In modeling continuous-time stochastic systems—such as Langevin dynamics—data are typically collected at discrete time intervals $\Delta t$. Although the ultimate goal is to recover the eigenfunctions of the infinitesimal generator $L$, which capture the system’s essential dynamics, researchers often estimate the associated Koopman (or transfer) operator $A_{\Delta t} = e^{\Delta t L}$ instead. This operator shares the same eigenfunctions as $L$, but is simpler to estimate and analyze using standard operator learning methods. However, these methods break down as $\Delta t \to 0$, a regime often required in molecular dynamics to observe fast transient events. In this regime, the spectral gap of $A_{\Delta t}$ collapses: $ gap_i(A_{\Delta t}) \approx \Delta t\, gap_i(L) \to 0$ as $\Delta t \to 0$, even though $gap_i(L) > 0$, which severely degrades the accuracy of spectral estimation. This presents a core challenge: fine time resolution (small $\Delta t$) is needed for modeling fast events, but it undermines the ability to recover meaningful dynamics via $A_{\Delta t}$.
\textbf{Contribution:} To overcome this, we aim to recover $L$, as it governs the underlying continuous dynamics and is independent of $\Delta t$. However, since $L$ is an unbounded operator, direct estimation is challenging. Instead, we estimate its resolvent $\mathcal{R}_\mu = (\mu I - L)^{-1}$ (for some arbitrary complex $\mu$), a bounded—and in many important cases, compact—operator, which shares the same eigenfunctions as $L$.

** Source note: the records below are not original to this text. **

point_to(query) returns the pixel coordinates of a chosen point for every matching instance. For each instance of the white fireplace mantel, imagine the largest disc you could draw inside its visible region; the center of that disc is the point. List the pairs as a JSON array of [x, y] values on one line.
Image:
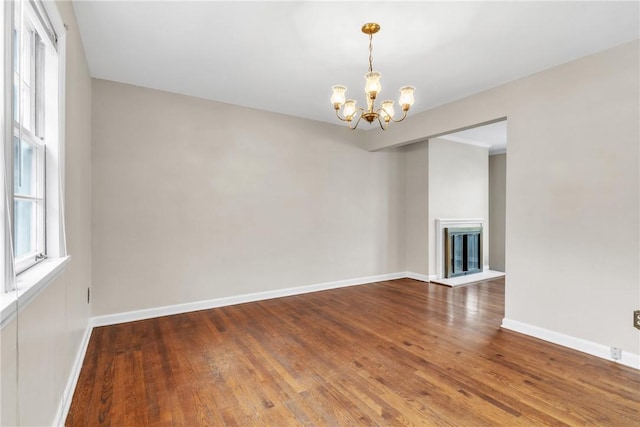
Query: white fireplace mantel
[[441, 224]]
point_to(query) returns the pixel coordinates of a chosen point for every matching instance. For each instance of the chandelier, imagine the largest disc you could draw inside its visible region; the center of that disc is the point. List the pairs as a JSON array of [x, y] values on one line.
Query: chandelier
[[385, 114]]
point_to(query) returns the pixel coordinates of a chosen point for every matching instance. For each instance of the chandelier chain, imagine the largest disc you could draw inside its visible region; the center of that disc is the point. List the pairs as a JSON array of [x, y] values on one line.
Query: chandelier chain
[[370, 53]]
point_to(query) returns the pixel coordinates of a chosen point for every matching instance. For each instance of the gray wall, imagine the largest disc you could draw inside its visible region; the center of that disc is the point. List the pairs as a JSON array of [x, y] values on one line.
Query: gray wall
[[572, 180], [39, 349], [195, 200], [458, 188], [497, 210], [417, 208]]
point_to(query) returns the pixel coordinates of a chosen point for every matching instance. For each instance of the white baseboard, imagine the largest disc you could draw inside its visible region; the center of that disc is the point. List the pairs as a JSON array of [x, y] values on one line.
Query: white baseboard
[[599, 350], [65, 403], [418, 276], [131, 316]]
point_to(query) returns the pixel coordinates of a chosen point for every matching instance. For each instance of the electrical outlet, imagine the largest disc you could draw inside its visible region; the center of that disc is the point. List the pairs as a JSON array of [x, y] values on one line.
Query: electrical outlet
[[616, 353]]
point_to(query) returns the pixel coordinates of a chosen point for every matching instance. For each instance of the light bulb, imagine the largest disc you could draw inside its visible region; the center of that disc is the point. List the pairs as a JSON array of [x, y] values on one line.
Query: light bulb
[[349, 109], [338, 97], [406, 97], [373, 85], [387, 110]]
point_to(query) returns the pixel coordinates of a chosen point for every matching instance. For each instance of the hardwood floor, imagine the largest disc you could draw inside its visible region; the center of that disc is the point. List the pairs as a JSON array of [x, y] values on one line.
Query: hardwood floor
[[391, 353]]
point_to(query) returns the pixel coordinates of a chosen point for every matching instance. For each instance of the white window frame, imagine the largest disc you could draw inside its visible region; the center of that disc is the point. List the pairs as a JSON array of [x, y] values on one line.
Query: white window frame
[[33, 280], [31, 55]]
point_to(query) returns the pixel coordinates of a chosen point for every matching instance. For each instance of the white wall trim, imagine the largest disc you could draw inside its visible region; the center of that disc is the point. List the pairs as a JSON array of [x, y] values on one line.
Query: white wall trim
[[599, 350], [72, 381], [418, 276], [149, 313], [441, 224]]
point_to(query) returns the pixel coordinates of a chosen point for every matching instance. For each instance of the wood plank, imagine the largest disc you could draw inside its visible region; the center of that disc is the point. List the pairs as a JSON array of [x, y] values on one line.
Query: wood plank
[[400, 352]]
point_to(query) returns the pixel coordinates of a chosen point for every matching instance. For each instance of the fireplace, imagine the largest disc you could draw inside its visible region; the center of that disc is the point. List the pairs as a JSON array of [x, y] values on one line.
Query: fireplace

We propose two approaches:

1. Laplace Reduced Rank Regression (LaRRR). A model-agnostic method based on the Laplace representation

\[\mathcal{R}_\mu = \int_0^\infty A_t e^{-\mu t} dt.\]

We propose a numerical approximation of the Laplace representation as a weighted sum of RRR estimators of $A_{j\, \Delta t}$, $j\in [J]$ for some $J$ where $A_{ t} f(x) = \mathbb{E}[f(X_{t}) \mid X_0 = x]$ for any function $f \in L^2_{\pi}$. This method is broadly applicable to a large class of processes beyong the self-adjoint case.

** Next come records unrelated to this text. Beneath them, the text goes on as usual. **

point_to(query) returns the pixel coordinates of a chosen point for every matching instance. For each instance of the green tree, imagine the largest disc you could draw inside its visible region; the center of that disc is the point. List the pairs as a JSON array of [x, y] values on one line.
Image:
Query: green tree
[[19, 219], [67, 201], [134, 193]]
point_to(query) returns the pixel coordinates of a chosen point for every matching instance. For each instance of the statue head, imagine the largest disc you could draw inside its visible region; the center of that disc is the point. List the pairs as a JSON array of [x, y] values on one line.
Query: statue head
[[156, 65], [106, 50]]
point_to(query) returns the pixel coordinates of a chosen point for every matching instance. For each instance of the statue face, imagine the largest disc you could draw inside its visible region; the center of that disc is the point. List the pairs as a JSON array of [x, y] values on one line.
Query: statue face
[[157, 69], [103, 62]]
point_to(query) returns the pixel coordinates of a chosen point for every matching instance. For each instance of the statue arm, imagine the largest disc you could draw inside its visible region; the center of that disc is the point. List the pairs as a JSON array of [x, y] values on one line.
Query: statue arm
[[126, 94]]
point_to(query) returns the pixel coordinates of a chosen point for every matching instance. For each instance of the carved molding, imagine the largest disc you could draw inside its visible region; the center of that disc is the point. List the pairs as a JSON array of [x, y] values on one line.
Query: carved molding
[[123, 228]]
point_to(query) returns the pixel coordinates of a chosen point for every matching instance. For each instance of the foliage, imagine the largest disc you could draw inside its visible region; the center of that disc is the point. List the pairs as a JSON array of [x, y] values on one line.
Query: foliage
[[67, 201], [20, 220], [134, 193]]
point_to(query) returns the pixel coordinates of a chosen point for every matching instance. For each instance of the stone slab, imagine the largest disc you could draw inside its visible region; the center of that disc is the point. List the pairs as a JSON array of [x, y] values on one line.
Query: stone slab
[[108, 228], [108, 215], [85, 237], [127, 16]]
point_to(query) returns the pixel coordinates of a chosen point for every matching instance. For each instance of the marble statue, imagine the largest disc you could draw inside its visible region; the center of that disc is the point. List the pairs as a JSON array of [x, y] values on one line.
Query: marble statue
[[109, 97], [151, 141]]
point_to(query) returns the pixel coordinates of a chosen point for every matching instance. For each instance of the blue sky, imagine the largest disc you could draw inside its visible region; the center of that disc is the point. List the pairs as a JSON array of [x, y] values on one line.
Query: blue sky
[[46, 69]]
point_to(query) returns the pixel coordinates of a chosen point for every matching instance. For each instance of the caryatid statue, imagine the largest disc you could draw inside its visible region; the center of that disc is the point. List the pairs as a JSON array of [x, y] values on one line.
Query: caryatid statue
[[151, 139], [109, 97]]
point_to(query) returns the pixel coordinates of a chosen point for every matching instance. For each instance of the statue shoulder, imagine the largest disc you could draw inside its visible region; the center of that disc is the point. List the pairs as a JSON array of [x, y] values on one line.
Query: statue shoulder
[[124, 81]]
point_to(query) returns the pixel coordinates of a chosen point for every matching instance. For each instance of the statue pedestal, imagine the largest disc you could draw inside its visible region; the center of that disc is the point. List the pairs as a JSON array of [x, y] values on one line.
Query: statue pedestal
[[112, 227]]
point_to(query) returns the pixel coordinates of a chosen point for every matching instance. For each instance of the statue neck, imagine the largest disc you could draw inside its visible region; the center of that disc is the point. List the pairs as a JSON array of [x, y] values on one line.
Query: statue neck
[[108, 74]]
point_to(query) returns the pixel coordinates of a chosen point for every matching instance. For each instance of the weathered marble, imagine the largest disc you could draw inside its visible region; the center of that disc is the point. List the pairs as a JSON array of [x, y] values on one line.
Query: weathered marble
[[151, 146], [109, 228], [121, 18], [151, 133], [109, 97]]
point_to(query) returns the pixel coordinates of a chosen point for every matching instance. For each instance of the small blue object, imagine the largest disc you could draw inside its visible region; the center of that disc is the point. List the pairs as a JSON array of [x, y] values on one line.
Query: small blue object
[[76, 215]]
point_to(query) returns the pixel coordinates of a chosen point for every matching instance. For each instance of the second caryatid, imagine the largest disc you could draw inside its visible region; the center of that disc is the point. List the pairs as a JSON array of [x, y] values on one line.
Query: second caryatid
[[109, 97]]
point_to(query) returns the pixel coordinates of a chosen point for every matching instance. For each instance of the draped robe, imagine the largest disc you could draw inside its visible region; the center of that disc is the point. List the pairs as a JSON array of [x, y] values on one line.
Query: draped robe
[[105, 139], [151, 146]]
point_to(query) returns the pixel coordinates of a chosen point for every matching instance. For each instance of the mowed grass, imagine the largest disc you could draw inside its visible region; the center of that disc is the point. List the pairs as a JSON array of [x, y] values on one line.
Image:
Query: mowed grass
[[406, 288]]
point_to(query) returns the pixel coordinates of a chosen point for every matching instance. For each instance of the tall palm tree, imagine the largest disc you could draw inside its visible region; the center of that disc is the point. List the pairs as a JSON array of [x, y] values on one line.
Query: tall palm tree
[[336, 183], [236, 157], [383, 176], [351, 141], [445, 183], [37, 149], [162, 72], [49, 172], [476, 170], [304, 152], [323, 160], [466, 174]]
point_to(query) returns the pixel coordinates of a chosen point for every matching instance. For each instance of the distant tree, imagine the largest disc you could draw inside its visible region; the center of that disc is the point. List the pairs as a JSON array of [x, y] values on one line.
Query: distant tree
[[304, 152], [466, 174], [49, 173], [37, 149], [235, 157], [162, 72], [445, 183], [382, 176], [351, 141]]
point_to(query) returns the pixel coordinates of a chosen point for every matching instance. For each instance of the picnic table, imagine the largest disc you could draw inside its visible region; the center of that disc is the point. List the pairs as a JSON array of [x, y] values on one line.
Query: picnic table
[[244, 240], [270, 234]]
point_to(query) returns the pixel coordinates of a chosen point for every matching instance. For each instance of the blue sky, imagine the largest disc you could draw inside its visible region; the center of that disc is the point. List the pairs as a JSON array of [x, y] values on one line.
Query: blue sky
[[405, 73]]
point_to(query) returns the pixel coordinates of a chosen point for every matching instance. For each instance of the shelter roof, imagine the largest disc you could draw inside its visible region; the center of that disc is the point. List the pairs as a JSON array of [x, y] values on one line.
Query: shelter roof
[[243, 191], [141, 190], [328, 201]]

2. Physics-Informed Learning via Dirichlet Forms. For time-reversible diffusions with an associated Dirichlet form, we exploit this structure to define a training loss that reflects the underlying physics. When the Dirichlet form is known up to a set of parameters, we propose an efficient estimate from data. This approach leads to faster convergence compared to the agnostic LaRRR method, though it is limited to cases where the generator is self-adjoint and does not scale well to very large systems.

*Comparison of our IG learning approach (LaRRR) to the Tranfer Operator (TO) RRR on the task of estimating the slowest timescales (eigenvalues) of the process.* As predicted by our theory, while LaRRR (blue) is not affected by decreasing the time-lag $\Delta t$, the error of TO method (red) explodes as $\Delta {t}\to0$. The main figure shows three quartiles of relative error for $\lambda_2$ across 10 independent trajectories of a 1D Langevin process on a triple-well potential, while the inset figure shows distributions for the leading three eigenvalues for $\Delta t=0.005$.